The 28-nation bloc brought forward the planned date to June from August for the signing of the association agreements with the former Soviet republics.
A statement read:
The European Union reconfirms its objective to further strengthen the political association and economic integration with Georgia and the Republic of Moldova. We confirm our aim to sign the Association Agreements, including the Deep and Comprehensive Free Trade Areas, which we initialled in Vilnius last November, no later than June 2014.
The trade agreement is similar to the deal that set in motion the protests that ousted Ukrainian president Viktor Yanukovich. His last-minute refusal to sign triggered protests that led to his removal.

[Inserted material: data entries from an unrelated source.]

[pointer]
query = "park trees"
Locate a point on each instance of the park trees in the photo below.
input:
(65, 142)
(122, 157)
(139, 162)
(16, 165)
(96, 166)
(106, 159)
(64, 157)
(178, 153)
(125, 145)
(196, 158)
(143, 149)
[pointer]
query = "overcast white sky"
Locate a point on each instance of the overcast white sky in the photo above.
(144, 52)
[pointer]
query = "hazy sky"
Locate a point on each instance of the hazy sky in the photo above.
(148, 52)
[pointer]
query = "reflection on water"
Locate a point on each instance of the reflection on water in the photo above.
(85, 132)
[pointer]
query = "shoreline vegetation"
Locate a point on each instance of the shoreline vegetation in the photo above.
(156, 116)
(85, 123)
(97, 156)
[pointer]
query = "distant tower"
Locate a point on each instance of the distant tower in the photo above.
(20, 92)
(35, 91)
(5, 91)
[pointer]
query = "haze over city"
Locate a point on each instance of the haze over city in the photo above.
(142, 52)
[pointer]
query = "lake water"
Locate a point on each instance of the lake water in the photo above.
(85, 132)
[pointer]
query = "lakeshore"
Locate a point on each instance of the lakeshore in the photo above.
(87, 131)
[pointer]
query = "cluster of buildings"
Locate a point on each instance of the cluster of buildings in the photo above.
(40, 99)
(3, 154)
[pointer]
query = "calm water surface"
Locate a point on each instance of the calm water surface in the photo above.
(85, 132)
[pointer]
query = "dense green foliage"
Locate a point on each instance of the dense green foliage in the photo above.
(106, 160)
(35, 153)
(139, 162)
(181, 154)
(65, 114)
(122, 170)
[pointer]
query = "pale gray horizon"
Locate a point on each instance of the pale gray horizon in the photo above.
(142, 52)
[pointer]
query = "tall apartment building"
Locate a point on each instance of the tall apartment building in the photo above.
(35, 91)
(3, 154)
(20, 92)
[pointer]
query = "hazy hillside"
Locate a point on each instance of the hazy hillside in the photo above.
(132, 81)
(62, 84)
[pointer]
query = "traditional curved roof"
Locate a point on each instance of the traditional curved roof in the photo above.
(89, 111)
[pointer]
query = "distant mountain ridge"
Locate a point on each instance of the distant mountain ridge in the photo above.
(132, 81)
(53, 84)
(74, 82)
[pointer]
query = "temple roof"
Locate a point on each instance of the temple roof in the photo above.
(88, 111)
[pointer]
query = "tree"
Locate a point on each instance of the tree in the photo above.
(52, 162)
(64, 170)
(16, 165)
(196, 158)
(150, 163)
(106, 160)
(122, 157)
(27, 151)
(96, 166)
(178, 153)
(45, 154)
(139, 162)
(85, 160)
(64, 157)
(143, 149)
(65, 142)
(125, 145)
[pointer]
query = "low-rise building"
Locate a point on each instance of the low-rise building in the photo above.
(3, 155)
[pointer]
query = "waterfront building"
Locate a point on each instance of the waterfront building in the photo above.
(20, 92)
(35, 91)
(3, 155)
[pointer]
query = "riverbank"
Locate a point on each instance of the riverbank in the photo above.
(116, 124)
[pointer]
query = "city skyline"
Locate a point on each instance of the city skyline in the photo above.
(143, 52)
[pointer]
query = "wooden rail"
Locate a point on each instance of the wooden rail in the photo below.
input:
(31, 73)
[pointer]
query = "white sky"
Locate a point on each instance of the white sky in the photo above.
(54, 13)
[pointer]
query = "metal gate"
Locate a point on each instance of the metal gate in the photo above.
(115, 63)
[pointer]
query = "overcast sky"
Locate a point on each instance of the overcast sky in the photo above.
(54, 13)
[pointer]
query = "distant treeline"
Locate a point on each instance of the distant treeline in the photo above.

The Wall Street Journal reported that Russia was putting pressure on Moldova and Georgia after the Ukrainian crisis.
The White House expressed its "strong support" for Georgia, which fought a war with Russia in 2008, but lost its territories of Ossetia and Abkhazia. The two swathes of land have been recognised by Russia as separatist entities and have become de facto post-Soviet states.
Moldova is fighting to contend with the separatist region of Transnistria, which remains unrecognised by Moscow, although the country keeps close ties with Russia.
Russian troops in Transnistria near the western border with Ukraine have started moving after the formal annexation of Crimea to Russia.